Gesundes Essen ist eine Frage der Bildung

Gesundes Essen ist eine Frage der Bildung

Die richtige Ernährung ist ein Thema das viele Menschen beschäftigt. Doch das Wissen um jene Lebensmittel, die dem Körper guttun, ist bei weitem nicht so verbreitet, wie vielleicht vermutet. Eine aktuelle Studie der AOK hat nun alarmierende Ergebnisse zutage gefördert. Offenbar ist gesundes Essen in Deutschland eine Frage der Bildung und des Einkommens. Doch das war noch lange nicht alles. Mit der Kompetenz zum Thema Ernährung ist es auch nicht so weit her. Fast die Hälfte der Bevölkerung verfügt nicht über ausreichend Wissen, um beurteilen zu können, ob Lebensmittel gesund oder nicht gesund sind.

Auffallend dabei ist, dass sich deutliche Unterschiede zwischen Frauen und Männern ergeben. Der Anteil der Frauen, die über eine ausreichende Ernährungskompetenz verfügen liegt bei 53 Prozent, jener der Männer nur bei 38 Prozent. Bei jungen Erwachsenen sind es gar nur ein Drittel der Befragten. Ganz anders ist die Situation bei älteren Bundesbürgern. Im Alter von 60 bis 69 Jahren sind rund 60 Prozent inhaltlich fit.

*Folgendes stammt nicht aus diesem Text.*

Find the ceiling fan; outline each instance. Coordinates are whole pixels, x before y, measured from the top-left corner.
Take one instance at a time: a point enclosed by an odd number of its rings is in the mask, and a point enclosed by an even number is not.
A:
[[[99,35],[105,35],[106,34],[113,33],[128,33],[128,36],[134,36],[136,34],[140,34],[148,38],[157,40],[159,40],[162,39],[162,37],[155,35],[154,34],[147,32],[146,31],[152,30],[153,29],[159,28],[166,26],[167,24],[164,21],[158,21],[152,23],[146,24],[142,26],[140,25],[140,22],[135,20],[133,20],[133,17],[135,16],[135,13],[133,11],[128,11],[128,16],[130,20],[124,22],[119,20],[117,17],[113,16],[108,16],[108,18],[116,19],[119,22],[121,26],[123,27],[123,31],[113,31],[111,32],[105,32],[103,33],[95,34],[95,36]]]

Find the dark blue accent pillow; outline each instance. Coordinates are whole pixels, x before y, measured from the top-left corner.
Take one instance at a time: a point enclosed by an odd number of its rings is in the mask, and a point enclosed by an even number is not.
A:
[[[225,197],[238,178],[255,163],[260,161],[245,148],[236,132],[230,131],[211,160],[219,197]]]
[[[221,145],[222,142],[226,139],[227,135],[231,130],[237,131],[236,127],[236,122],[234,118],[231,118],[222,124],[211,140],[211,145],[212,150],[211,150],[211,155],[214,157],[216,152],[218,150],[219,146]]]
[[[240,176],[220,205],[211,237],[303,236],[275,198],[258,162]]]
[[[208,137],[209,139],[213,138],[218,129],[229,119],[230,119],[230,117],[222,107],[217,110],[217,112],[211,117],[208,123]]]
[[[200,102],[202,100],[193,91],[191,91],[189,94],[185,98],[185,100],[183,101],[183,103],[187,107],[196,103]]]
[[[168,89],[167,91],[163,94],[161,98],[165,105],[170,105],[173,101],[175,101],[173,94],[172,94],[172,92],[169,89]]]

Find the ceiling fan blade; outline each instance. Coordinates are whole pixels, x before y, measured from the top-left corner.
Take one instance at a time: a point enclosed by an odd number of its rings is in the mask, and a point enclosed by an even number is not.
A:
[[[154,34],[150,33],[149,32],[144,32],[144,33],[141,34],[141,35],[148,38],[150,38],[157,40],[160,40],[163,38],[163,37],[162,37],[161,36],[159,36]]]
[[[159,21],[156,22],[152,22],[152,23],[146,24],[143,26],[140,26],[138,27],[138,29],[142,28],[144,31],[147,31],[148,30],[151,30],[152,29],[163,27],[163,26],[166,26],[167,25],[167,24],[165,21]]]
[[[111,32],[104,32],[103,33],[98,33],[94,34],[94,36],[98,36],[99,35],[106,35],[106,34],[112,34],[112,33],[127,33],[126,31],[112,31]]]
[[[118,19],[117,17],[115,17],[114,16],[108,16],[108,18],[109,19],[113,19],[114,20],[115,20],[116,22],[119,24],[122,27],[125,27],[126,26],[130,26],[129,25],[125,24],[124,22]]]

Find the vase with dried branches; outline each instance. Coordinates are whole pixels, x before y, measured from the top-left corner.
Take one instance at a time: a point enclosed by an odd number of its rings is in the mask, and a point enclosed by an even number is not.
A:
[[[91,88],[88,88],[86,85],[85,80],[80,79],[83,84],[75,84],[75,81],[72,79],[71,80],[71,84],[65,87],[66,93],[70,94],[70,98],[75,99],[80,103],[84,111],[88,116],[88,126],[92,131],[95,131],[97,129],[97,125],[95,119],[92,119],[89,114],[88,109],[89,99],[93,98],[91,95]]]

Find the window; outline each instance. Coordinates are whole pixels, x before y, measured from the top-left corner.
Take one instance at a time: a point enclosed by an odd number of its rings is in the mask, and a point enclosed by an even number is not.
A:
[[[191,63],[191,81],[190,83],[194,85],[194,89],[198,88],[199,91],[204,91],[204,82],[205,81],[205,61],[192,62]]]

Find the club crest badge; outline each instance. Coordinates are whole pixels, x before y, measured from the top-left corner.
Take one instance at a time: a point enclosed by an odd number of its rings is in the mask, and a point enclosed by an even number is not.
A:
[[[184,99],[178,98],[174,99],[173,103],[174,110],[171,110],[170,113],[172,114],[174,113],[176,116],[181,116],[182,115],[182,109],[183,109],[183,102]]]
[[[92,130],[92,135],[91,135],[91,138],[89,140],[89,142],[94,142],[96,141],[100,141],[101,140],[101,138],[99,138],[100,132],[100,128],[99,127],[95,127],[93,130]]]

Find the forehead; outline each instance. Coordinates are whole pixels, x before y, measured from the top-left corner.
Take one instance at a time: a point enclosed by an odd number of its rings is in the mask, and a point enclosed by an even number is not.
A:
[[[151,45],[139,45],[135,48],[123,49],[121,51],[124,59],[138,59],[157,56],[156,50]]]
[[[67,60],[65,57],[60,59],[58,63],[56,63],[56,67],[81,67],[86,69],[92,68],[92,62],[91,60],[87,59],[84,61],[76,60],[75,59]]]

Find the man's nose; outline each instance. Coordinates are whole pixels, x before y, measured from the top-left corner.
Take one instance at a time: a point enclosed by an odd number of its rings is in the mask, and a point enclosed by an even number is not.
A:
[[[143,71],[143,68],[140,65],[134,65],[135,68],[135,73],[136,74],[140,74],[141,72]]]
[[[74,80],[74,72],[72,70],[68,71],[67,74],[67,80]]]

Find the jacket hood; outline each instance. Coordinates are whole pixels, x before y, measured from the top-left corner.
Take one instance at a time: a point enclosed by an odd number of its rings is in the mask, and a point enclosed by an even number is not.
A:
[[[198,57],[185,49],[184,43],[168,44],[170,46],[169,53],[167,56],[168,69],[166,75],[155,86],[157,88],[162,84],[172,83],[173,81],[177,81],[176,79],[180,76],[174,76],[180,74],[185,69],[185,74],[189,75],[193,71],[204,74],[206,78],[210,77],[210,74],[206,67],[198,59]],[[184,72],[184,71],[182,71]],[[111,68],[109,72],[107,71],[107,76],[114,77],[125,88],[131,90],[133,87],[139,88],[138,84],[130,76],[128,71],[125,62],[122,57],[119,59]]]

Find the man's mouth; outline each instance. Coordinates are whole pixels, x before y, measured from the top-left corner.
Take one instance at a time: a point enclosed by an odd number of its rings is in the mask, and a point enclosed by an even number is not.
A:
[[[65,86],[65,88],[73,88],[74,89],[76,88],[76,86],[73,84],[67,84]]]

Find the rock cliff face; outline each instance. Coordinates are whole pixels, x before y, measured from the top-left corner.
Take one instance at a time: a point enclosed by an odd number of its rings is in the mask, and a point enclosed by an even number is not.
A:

Diese Ergebnisse stammen aus einer repräsentativen Studie des AOK-Bundesverbandes. Diese wurde Mitte Juli in Berlin von den Verantwortlichen der Öffentlichkeit präsentiert. Durchgeführt hatte diese Studie die Agentur „Facit Digital“. Dabei wurden 2.000 Personen im Alter von 18 bis maximal 69 Jahren zum Thema Ernährungskompetenz befragt. Die Erhebung erfolgte online und beinhaltete insgesamt acht verschiedene Themenfelder. Das waren selbst zubereiten, die Wahl der Vorräte, die Planung der Mahlzeiten, gesund vergleichen, gesund haushalten, smart snacken und widerstehen können, sowie gemeinsam essen.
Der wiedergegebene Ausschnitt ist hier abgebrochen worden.